Dziennikarz wyszedł ze studia w trakcie rozmowy. "Pan poseł sobie poopowiada"
W poniedziałek, podczas audycji programu "Poranna rozmowa w RMF FM" dziennikarz Robert Mazurek, prowadząc rozmowę z posłem Kamilem Bortniczukiem, wyszedł ze studia, gdyż polityk nie dał mu dojść do słowa.
Poseł Porozumienia Kamil Bortniczuk był gościem poniedziałkowego programu Roberta Mazurka. Rozmowę transmitowano na antenie radia RMF FM oraz w internecie. Podczas internetowej części wywiadu z politykiem Kamilem Bortniczukiem dziennikarz poruszył temat sporu w partii Gowina.
Czy to nie jest tak, że po prostu przegraliście wybory wewnątrz partii i... - pyta Bortniczuka dziennikarz.
Polityk przerwał w połowie pytania redaktorowi, mówiąc: "Wygraliśmy wybory wewnątrz partii", po czym rozwinął swoją myśl. Prowadzący program zapytał jednak, czy mógłby dokończyć swoje pytanie. Bezskutecznie. Kamil Bortniczuk nie przerywał swojego monologu.
Czytaj także: Poseł PiS o zakazie aborcji. "Zabrakło wyobraźni"
Dziennikarz opuścił studio
Robert Mazurek zdecydował, że nie będzie kontynuował "rozmowy" w ten sposób i wyszedł ze studia.
Skoro ja nie mogę dokończyć pytania, to ja już sobie pójdę, a pan będzie mówił.Bardzo serdecznie państwu dziękuję. To była próba rozmowy z posłem Porozumienia Kamilem Bortniczukiem, który nie pozwala sobie zadać pytania, ale za to chętnie wygłosi monolog.
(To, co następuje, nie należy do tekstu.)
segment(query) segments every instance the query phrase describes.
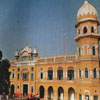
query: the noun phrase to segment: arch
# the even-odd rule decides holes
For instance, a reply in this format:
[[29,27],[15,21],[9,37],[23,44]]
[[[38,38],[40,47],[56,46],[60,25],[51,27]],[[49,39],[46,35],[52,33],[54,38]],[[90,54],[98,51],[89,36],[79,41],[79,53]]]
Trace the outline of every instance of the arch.
[[44,87],[43,86],[40,86],[40,89],[39,89],[39,91],[40,91],[40,98],[44,98]]
[[85,90],[84,94],[85,94],[85,100],[89,100],[90,91],[89,90]]
[[79,51],[78,52],[79,52],[79,56],[81,56],[81,48],[79,48]]
[[68,100],[75,100],[75,90],[72,87],[68,89]]
[[91,33],[94,33],[94,26],[91,26]]
[[96,55],[96,48],[95,48],[95,46],[92,46],[92,54]]
[[88,31],[87,26],[84,26],[83,33],[87,33],[87,31]]
[[53,80],[53,70],[52,69],[48,70],[48,80]]
[[62,87],[58,88],[58,100],[64,99],[64,89]]
[[14,91],[15,91],[15,86],[12,84],[11,85],[11,95],[14,95]]
[[58,68],[57,70],[57,79],[63,80],[63,68],[62,67]]
[[85,78],[89,77],[89,72],[88,72],[88,68],[85,68]]
[[93,69],[93,74],[94,74],[94,75],[93,75],[94,78],[97,78],[97,68],[94,68],[94,69]]
[[48,88],[48,99],[53,99],[53,87]]
[[68,80],[74,80],[74,69],[71,67],[68,69]]

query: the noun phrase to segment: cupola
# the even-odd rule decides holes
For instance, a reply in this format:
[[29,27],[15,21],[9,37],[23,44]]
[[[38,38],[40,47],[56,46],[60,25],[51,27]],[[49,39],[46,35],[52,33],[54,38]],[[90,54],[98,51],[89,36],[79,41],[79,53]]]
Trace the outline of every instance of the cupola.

Zostawiam państwa z posłem Bortniczukiem, jeśli będzie jeszcze chciał coś poopowiadać, to damy mu tę szansę - powiedział Mazurek, po czym opuścił studio.
Bortniczuk został sam na wizji i jeszcze przez kilka minut kontynuował swoją wypowiedź, po czym monolog zdjęto z anteny.